Thanks, Hurkyl. You're point is a good one - brevity isn't always advisable.

 

[raul_l]

I'm guessing that the issue concerns the multiple values that arccos returns.

How does arccos return multiple values? Do you mean something like I have in the attachment?
The way I see it, if f is a function of arccos(x) then by definition for every element x there is no more than one f(x).
Keeping that in mind, I'm not sure where the continuity problem comes in..

 

[Matthew Rodman]

Because there are an infinitely many arguments to cos (separated by multiples of 2 pi) that produce the same cos value, for any given argument of arccos, there are an infinite number of return values (separated by multiples of 2 pi). Namely,

y_0 + 2 m \pi = \arccos{x} where m is any integer.

As long you're clear what you're doing, you should be ok. That's why I stipulated that the y^dagger value be the one which is Delta-y away from the y value - to avoid confusion.

 

[raul_l]

I understand why arccos returns an infinite number of values. I just thought that if we are talking about a function of arccos then the range of the function should be a fixed set of output values where the difference of two values is no more than \pi .
For example if the range is chosen to be [-\pi;0] then all values of a given function should fall into that range, including y and y^dagger in this case.
I'm probably talking nonsense here, but I find it hard to look past the fact that a function can at any point return only one value (by definition). Because if not then the graph of the function should be something like I have in the attachment of a previous post and that doesn't make sense at all (to me).

 

[Matthew Rodman]

I'm probably talking nonsense here, but I find it hard to look past the fact that a function can at any point return only one value (by definition).

Err... what about

f(x) = \sqrt{x} ?

I don't think I understand your problem, on the whole, but the assertion that you can treat any arbitrary function as returning only one value seems a bit suspect, if that's what it is you're trying to say.

So, any function of arccos must take into account that fact that it will, probably, have an infinite number of arguments, and therefore will likely have a multi-valued output.

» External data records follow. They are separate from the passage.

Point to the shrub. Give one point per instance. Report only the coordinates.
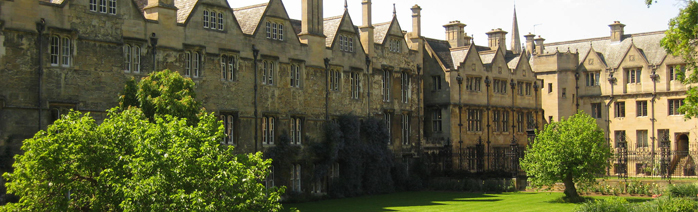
(683, 190)
(613, 204)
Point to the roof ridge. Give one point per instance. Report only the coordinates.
(604, 38)
(251, 6)
(332, 17)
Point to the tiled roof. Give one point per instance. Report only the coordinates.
(442, 50)
(613, 52)
(184, 8)
(380, 31)
(330, 26)
(249, 17)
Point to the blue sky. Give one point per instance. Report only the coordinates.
(555, 20)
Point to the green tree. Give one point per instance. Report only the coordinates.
(681, 40)
(572, 151)
(129, 163)
(163, 92)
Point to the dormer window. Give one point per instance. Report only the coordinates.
(103, 6)
(346, 43)
(275, 30)
(394, 45)
(213, 20)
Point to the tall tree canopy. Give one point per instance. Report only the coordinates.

If you start imposing a single-valued nature on a function, you'll be creating problems for yourself. (Of course, if I've misread your comment, forget this).

 

[raul_l]

What I meant was that every argument produces only one value that has to fall into the range.
By "at any point" I meant that if we arbitrarily take a point on the x-axis then there is only one corresponding point on the y-axis.

 

[Matthew Rodman]

Ok, yes, which is no less than what I did earlier with arccos.